We are indebted to the innovators whose contributions we have absorbed, re-interpreted, and hopefully not distorted. Our primary influences have been the two pioneers, Hiram Davis and John Kendrick. We also have benefited from exposure to the large analytical and empirical body of work produced by Andre L. A. Vincent, Raymond Courbis, and Philippe Temple (who, while acknowledging the influence of Kendrick, were more interested in the distribution, rather than the generation, of productivity gains) and their colleagues in Paris; Bela Gold, Samuel Eilon, and their colleagues, whose work on integrated managerial control ratios and related matters academics tend to overlook; the detailed business histories of Alfred Chandler and H. Thomas Johnson; Ephraim Sudit and his colleagues, whose business experience has enriched academic discourse; William W. Lewis and a host of writers for the McKinsey Quarterly and the McKinsey Global Institute, who have seen the business world as it exists rather than as academics would perceive it; and our friends and colleagues Bert Balk and Erwin Diewert for teaching us much.
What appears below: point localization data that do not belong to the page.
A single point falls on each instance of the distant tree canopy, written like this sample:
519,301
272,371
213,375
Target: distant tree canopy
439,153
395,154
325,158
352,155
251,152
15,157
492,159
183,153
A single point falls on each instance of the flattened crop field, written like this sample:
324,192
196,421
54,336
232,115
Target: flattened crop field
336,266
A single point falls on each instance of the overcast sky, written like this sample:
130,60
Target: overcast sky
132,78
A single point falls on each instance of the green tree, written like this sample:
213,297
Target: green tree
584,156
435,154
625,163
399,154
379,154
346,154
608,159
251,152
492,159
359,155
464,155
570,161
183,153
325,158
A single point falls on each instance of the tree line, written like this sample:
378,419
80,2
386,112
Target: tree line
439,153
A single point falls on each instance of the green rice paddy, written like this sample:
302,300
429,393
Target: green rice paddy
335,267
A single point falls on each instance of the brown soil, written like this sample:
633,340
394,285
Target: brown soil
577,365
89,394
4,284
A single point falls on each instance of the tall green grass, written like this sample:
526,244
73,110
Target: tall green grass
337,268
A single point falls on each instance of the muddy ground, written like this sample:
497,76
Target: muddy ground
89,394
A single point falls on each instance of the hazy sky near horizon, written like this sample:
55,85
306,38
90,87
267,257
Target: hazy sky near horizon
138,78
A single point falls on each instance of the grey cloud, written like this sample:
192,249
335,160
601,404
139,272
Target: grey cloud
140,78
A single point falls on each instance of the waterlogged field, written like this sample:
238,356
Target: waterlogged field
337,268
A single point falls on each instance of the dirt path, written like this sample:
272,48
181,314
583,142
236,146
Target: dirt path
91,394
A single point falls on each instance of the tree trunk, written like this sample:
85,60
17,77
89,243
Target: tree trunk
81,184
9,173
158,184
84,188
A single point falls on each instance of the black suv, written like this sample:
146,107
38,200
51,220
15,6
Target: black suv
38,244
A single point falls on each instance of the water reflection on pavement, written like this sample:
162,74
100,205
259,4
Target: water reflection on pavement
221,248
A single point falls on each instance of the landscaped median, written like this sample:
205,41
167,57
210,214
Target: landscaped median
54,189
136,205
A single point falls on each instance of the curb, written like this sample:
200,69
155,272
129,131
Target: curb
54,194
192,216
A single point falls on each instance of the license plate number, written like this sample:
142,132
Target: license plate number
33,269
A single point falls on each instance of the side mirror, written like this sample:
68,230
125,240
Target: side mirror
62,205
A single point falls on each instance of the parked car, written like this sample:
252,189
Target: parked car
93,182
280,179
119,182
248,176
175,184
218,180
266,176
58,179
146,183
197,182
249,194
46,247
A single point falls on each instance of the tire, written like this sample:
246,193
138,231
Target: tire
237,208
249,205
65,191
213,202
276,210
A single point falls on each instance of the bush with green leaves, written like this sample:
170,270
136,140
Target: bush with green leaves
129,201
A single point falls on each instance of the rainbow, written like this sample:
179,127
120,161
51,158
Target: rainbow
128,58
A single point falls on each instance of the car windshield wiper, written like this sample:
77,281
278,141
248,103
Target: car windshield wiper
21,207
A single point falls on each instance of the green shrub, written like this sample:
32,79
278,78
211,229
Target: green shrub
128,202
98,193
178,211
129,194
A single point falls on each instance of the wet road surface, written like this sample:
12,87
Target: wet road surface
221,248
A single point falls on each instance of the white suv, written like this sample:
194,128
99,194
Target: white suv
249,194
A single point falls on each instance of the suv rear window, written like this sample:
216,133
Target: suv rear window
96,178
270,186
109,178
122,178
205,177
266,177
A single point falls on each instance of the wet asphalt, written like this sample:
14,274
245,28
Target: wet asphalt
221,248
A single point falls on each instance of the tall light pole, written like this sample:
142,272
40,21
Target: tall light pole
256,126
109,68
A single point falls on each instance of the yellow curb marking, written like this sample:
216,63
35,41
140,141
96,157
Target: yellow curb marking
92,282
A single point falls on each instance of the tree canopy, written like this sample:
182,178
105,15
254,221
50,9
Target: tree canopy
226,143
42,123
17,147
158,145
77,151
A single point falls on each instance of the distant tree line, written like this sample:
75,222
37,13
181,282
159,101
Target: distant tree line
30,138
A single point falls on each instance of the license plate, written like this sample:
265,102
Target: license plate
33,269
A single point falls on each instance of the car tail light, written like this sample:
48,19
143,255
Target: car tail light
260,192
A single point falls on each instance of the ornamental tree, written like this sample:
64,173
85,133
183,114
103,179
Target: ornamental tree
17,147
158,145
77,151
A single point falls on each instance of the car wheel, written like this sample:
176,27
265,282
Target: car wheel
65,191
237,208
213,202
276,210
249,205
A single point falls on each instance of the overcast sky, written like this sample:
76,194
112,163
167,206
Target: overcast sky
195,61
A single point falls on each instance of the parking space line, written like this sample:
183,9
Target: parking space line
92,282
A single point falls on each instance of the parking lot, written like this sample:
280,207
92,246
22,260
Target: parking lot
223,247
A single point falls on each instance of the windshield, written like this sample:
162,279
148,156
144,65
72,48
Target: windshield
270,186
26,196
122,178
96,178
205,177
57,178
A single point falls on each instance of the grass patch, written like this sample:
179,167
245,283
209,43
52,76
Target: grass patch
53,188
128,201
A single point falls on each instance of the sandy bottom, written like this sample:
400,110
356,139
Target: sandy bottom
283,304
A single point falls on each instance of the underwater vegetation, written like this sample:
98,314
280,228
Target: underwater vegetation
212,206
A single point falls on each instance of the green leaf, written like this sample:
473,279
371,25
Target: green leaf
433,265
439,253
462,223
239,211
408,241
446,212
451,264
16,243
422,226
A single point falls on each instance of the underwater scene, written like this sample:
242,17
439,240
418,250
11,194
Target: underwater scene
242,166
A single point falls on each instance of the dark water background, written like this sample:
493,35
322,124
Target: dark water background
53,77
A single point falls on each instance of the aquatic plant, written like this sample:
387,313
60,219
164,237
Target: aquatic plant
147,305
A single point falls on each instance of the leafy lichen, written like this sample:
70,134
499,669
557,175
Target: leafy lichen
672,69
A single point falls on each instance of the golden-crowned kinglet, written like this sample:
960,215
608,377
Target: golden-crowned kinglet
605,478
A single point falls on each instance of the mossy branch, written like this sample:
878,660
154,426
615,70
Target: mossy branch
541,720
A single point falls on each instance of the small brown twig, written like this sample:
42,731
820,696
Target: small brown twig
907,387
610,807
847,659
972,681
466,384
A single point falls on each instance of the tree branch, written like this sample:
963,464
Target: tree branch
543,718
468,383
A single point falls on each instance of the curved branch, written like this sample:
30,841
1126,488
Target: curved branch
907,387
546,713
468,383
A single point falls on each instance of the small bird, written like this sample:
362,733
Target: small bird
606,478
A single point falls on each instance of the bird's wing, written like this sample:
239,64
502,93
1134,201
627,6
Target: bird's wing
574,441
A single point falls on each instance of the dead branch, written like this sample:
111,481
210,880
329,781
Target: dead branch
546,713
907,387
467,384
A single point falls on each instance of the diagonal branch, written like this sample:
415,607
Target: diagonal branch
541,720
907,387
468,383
Although our book is inspired by the work of these and other innovators, it also contains much original material that extends their work in hopefully productive ways.
We thank Bert Balk for his thoughtful comments on part of the book; Ephraim Sudit for sharing his insights into productivity measurement at the company level; audiences at seminars and conferences around the world for their questions, comments, suggestions, and references; and graduate students in Barcelona, Chapel Hill, and Athens, whose reactions to half-baked ideas and preliminary drafts have contributed productively to the development of this book.
Thanks to our original editor Scott Parris, for his enthusiasm for and support of this project, but whose patience understandably finally ran out, to his successor Kristin Purdy, and to our current editors Karen Maloney and Kate Gavino, whose patience we have not yet tested.
We started this project with the financial support of Fundaci6n Banco Bilbao Vizcaya Argentaria (BBVA) and continued with the financial support ofGeneralitat de Catalunya, project 2009SGR 1001, and Ministerio de Ciencia y Technologia projects SEJ2007-67737-C03-01 and ECO2010- 21242-C03—01.
Chapter 7 is a revised and greatly expanded version of”Advances in Cost Frontier Analysis of the Firm,” chapter 4 in C. R. Thomas and W. F. Shughart II, eds., The Oxford Handbook of Managerial Economics. New York: Oxford University Press (2013 ). Chapter 8 is a revised, refocused, and expanded version of “Productivity, Price Recovery, Capacity Constraints and Their Financial Consequences,” Journal of Productivity Analysis 41:1 (February 2014), 3-17.